Den Kinesiske drøm om Harvard

Abstract

Susanne Bregnbæk: The Chinese Dream of Harvard This article examines “the Chinese dream of Harvard” from the perspective of Chinese parents, the state and students at two elite universities in Beijing. It argues that Harvard University is seen as the ultimate symbol of the kinds of qualities that the current educational reform, known as the education for quality movement wishes to instil in Chinese youth. The introduction of the One Child Policy in 1978 went hand in hand with reopening of higher education and a fetishization of education as the road to familial and societal prosperity. Chinese intellectuals have tended to oscillate between a rejection of Chinese cultural ideas and ideas imported from the West. This has gone hand in hand with an internalization of an Orientalist notion that there is something lacking within the Chinese individual.

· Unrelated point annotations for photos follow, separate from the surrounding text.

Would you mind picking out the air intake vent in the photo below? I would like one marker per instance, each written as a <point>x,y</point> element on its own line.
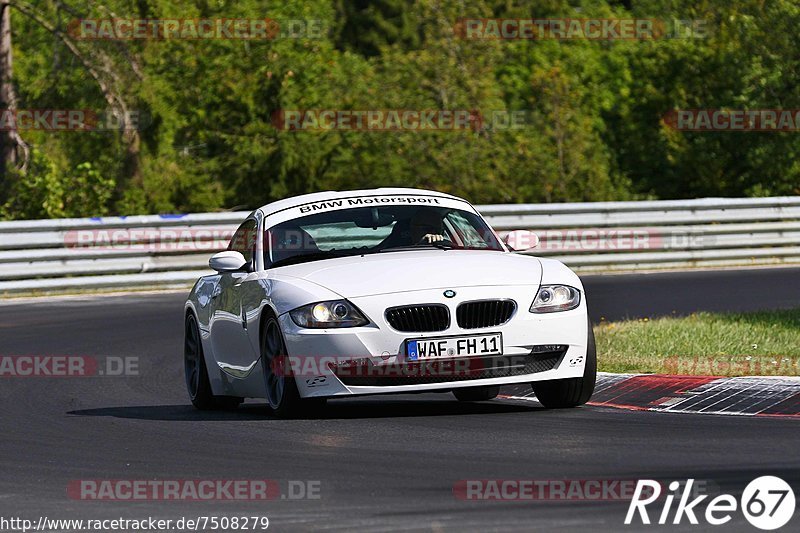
<point>484,313</point>
<point>416,318</point>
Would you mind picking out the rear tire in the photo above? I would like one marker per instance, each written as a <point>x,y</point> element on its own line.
<point>281,388</point>
<point>194,364</point>
<point>477,394</point>
<point>571,392</point>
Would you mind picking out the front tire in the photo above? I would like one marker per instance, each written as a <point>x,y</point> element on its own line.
<point>281,388</point>
<point>570,392</point>
<point>477,394</point>
<point>194,366</point>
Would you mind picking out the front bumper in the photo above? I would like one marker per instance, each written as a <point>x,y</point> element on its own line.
<point>371,359</point>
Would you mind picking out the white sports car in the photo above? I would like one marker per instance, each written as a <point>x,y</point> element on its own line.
<point>337,294</point>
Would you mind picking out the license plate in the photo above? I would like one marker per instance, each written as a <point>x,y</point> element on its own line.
<point>439,347</point>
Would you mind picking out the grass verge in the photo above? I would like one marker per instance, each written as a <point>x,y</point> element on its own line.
<point>764,343</point>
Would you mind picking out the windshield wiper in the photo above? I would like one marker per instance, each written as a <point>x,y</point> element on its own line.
<point>442,245</point>
<point>303,258</point>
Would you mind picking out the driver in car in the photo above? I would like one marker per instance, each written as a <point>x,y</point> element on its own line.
<point>426,227</point>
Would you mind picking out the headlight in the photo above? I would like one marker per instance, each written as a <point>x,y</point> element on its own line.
<point>551,298</point>
<point>335,314</point>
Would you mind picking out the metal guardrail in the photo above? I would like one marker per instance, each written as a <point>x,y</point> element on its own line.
<point>173,250</point>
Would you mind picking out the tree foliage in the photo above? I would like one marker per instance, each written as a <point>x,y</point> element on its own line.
<point>594,110</point>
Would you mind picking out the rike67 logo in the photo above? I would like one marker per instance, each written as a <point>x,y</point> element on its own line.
<point>767,503</point>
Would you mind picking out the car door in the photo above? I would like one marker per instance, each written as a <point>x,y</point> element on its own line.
<point>229,322</point>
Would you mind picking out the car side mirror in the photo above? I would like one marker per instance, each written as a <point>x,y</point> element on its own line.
<point>227,261</point>
<point>520,240</point>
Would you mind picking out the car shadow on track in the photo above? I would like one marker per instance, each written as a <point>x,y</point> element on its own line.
<point>362,408</point>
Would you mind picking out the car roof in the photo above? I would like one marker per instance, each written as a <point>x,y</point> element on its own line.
<point>280,205</point>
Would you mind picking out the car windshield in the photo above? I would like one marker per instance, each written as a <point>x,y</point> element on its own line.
<point>366,230</point>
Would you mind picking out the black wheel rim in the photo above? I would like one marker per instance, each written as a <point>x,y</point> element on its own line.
<point>191,356</point>
<point>273,352</point>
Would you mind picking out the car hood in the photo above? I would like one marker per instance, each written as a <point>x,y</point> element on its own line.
<point>391,272</point>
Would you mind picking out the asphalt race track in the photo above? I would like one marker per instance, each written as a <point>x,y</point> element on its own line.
<point>383,463</point>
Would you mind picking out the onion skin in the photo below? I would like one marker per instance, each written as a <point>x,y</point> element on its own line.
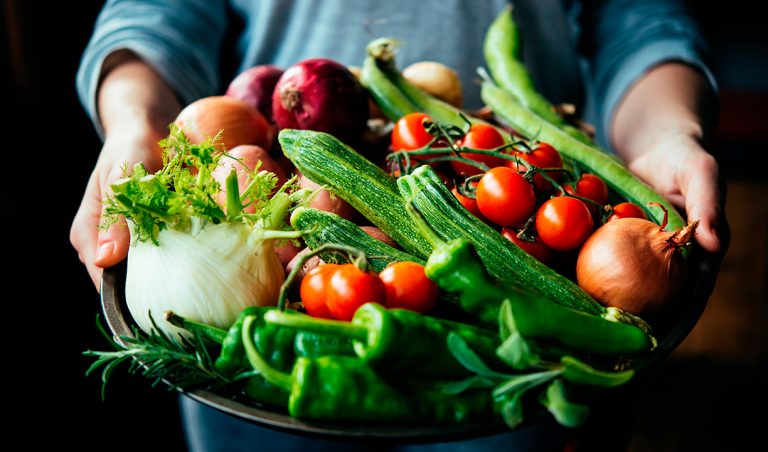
<point>320,94</point>
<point>255,86</point>
<point>239,122</point>
<point>632,264</point>
<point>436,79</point>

The May Fourth Movement of 1911 sought to incorporate, among other things, the work of John Dewey and sought to change Chinese society and the Chinese individual. The education for quality movement can be seen as a replaying of some of these themes, this time couched within suzhi terminology – that is an amorphous discourse focused on improving the “quality” of the population. The article presents two case stories of students who suffer from an inability to live up the great expectations of parents and society. The discourse on population quality wishes to reduce the pressure of a competitive educational system focused on testing, which is seen to inhibit the development of people’s full potentials, but because of the mismatch between population size and genuine opportunity, the discourse is experienced as a contradiction in terms. Keywords: China, youth, education reform, One Child Policy, population quality, family.